Tüprag, Kışladağ Altın Madeni için gerekli olan yıllık toplam mal ve hizmet alımının %54’ünü yerel tedarik süreci kapsamında bölgedeki işletmelerden sağlamaktadır. Bölgedeki birçok küçük ve orta ölçekli işletme Kışladağ Altın Madeni’ne mal ve hizmet sağlayarak yeni istihdam yaratmakta ve bölgesel ekonominin güçlenmesine katkı sunmaktadır.

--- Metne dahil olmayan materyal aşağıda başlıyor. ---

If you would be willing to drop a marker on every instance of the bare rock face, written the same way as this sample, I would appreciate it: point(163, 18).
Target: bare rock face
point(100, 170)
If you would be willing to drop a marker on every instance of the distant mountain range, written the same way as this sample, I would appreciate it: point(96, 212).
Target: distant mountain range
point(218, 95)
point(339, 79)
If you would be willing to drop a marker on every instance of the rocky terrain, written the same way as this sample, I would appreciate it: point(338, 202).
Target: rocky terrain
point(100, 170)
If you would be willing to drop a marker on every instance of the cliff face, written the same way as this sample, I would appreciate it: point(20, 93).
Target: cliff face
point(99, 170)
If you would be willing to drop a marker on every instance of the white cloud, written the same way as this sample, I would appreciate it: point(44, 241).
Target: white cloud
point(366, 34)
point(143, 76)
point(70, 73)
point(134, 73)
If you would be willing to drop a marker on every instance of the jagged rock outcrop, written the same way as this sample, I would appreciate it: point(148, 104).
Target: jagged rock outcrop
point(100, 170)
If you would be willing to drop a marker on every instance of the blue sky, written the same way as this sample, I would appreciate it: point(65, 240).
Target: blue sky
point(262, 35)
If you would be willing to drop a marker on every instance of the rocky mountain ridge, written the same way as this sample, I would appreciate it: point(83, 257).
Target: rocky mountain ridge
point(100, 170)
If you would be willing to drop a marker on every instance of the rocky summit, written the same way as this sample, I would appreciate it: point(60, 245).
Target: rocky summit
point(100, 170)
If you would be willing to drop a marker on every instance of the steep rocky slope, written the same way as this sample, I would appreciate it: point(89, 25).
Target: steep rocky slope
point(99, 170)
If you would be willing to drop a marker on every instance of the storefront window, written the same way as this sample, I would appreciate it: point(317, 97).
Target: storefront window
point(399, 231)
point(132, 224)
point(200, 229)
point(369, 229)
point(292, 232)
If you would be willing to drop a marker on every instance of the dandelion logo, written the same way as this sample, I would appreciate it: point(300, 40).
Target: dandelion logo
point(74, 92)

Tüprag, yalnızca ulusal ya da yerel ekonomik katkılarıyla değil, sosyal sorumluluk projeleriyle de bölgenin kalkınmasına destek vermektedir. Çevre köylerin refah seviyesini yükseltmek ve kırsal yapıyı güçlendirmek amacıyla bugüne kadar yaklaşık 30 milyon doların üzerinde sosyal yatırım gerçekleştirmiştir. Eğitim, sağlık, altyapı ve tarımsal kalkınma projeleriyle bölgedeki yaşam standartlarını yükseltmeye yönelik birçok sürdürülebilir projeye öncülük edilmiştir.